In Spanje is een hospitalero een zorgverstrekker in een ziekenhuis.
Langs de Camino de Santiago wordt de term nog gebruikt in zijn andere, oude betekenis van gastheer of herbergier. Een brevet van hulpverlener of verpleger is er dus niet voor vereist, ook al is het altijd wel nuttig. Als je leest hoe het er in de Middeleeuwen aan toe ging langs de pelgrimsweg - tien procent van de pelgrims haalden het einde niet - dan kan je je inbeelden dat ziekenhuis en herberg niet zo erg verschillend waren in die tijden.

Op de 754 kilometer lange Camino van de Spaanse grens in de Pyreneeën tot Santiago de Compostela liggen zo’n kleine driehonderd van die albergues.
Het zijn pelgrimsherbergen in beheer van openbare instanties, gemeenten, gemeenschappen, regio’s en religieuse ordes. Daarnaast zijn er nog zeker twee, drie keer meer privé-albergues, campings, pensionnetjes en hotels. De meeste zijn in de laatste 15 jaar opengegaan met de heropleving van de Camino. Die publieke albergues zijn het goedkoopst, drie tot vijf Euro per nacht en het soberst, geen extra diensten, ontbijt, noch eten. De lokale middenstand moet immers ook leven.

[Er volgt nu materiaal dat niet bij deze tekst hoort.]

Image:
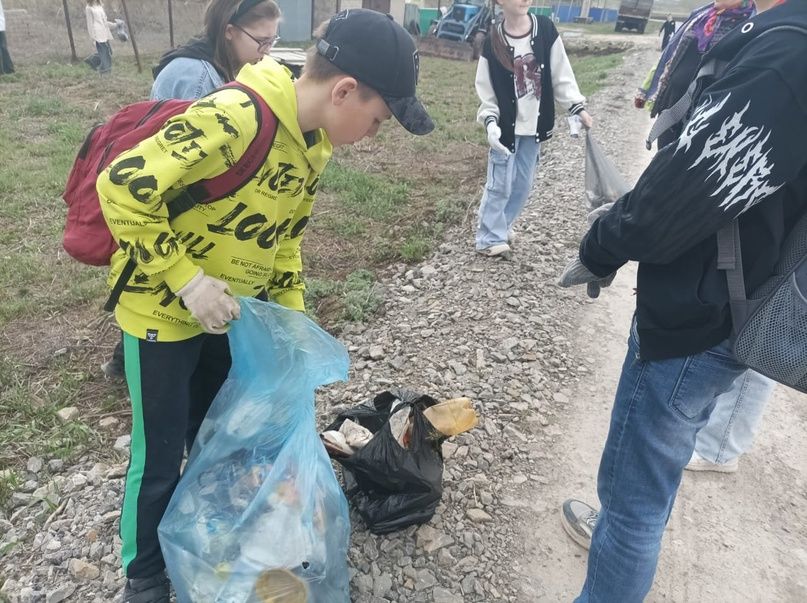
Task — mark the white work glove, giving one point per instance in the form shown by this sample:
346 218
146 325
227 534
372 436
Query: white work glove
576 273
209 301
494 134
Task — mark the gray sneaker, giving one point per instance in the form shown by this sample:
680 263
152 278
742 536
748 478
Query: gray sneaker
578 519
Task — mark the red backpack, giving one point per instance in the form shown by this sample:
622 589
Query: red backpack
86 235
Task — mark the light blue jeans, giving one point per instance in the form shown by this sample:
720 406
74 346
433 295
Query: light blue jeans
659 408
506 191
735 419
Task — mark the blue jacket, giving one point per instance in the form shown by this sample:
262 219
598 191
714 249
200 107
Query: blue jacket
187 79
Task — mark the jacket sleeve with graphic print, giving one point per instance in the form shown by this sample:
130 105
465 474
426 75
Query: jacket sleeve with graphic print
744 141
133 190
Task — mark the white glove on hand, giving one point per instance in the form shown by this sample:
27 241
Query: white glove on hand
576 273
209 301
494 134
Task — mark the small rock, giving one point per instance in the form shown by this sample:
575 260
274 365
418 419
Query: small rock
442 595
371 549
364 583
478 516
67 414
122 443
431 539
425 579
75 482
29 595
382 585
449 449
35 464
53 545
61 593
480 359
82 570
108 423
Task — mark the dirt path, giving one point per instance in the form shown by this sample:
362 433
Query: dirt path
541 365
735 538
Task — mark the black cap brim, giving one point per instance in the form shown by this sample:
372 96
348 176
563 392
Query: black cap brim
411 114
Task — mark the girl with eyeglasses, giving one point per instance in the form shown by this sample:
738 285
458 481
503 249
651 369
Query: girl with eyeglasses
236 32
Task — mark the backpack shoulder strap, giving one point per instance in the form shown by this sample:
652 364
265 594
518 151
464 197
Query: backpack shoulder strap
730 260
235 178
678 111
223 185
712 68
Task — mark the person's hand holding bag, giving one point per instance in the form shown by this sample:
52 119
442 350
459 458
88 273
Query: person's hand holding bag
210 302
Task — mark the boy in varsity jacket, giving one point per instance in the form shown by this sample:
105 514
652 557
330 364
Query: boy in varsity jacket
522 73
175 309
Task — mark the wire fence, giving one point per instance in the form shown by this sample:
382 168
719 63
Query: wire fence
37 30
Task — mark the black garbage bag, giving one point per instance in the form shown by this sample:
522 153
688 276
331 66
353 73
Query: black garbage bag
393 487
604 183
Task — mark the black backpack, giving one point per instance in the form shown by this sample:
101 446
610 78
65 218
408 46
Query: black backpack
769 326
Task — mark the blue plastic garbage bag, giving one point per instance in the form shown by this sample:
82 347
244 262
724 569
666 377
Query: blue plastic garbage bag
258 514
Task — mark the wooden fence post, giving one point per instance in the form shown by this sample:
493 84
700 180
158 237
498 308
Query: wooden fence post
69 31
131 35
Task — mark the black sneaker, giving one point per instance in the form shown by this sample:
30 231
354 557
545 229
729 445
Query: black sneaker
578 519
154 589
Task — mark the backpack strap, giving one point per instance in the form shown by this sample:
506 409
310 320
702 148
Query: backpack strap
730 260
713 68
677 113
223 185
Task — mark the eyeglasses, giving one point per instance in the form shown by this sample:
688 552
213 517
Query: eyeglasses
264 44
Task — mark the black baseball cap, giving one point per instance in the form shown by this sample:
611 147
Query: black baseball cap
378 52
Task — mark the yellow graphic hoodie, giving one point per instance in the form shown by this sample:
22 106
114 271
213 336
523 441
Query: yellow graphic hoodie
251 239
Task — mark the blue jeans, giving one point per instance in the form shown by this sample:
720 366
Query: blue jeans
659 408
735 419
506 191
105 55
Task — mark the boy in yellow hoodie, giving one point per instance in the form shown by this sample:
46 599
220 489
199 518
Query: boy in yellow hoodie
175 308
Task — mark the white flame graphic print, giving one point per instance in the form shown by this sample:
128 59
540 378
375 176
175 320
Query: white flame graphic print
736 155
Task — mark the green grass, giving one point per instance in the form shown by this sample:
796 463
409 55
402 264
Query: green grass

Een pelgrimsherberg in Los Arcos

Ook het kleine stadje Los Arcos, duizend inwoners en tweeduizend jaar geschiedenis, kon niet achterblijven. Gerardo, over wie ik direct meer ga vertellen en twee vrienden van hem hadden zich sinds de jaren '60 al met de Camino ingelaten en op hun initiatief bouwde de gemeente in 1995 een oud schoolgebouw en twee woningen van onderwijzers ertegenover om tot gemeentelijke albergue.
De herberg bemannen was een ander paar mouwen, zeven maand, zeven dagen per week, daar heb je veel plaatselijke vrijwilligers voor nodig. Ieder jaar probeerde het plaatselijk genootschap een andere formule uit. Niet altijd met evenveel succes.

Daar is Miet!

Oost-Vlaamse Maria (Miet voor de pelgrims) wilde en zou hospitalera worden, dat had ze zich vast voorgenomen tijdens haar eigen eerste pelgrimstocht in 1991.
Via pelgrimskennissen van onderweg kwam ze in de albergue van Hospital de Orbigo terecht. Toen ze daar aan de deur gezet werd, ging ze samen met enkele medestanders van het Vlaamse Compostelagenootschap aan de slag in Castrojeriz. Weer duurde het maar enkele jaren. In 1997 botste Miet in Los Arcos dan op Gerardo en de twee lieten mekaar niet meer los. In het zog van Miet nemen Vlaamse hospitalero-teams nu al 15 jaar het beheer waar van de gemeentelijke herberg van Los Arcos.
Los Arcos staat hoog aangeschreven, het is de vriendelijke, kraaknette, praktische herberg. Die luxueuse nieuwe van de Nederlanders in Roncesvalles gaat dan weer door als een militair kamp: 'ze schijnen er om 6 uur 's morgens met een zaklamp in je ogen om je wakker te maken'. De parochiale herberg van Estella - waar veel van onze pelgrims de vorige nacht geslapen hebben - is berucht voor het gekibbel tussen de plaatselijke vrijwilligsters die hem beheren.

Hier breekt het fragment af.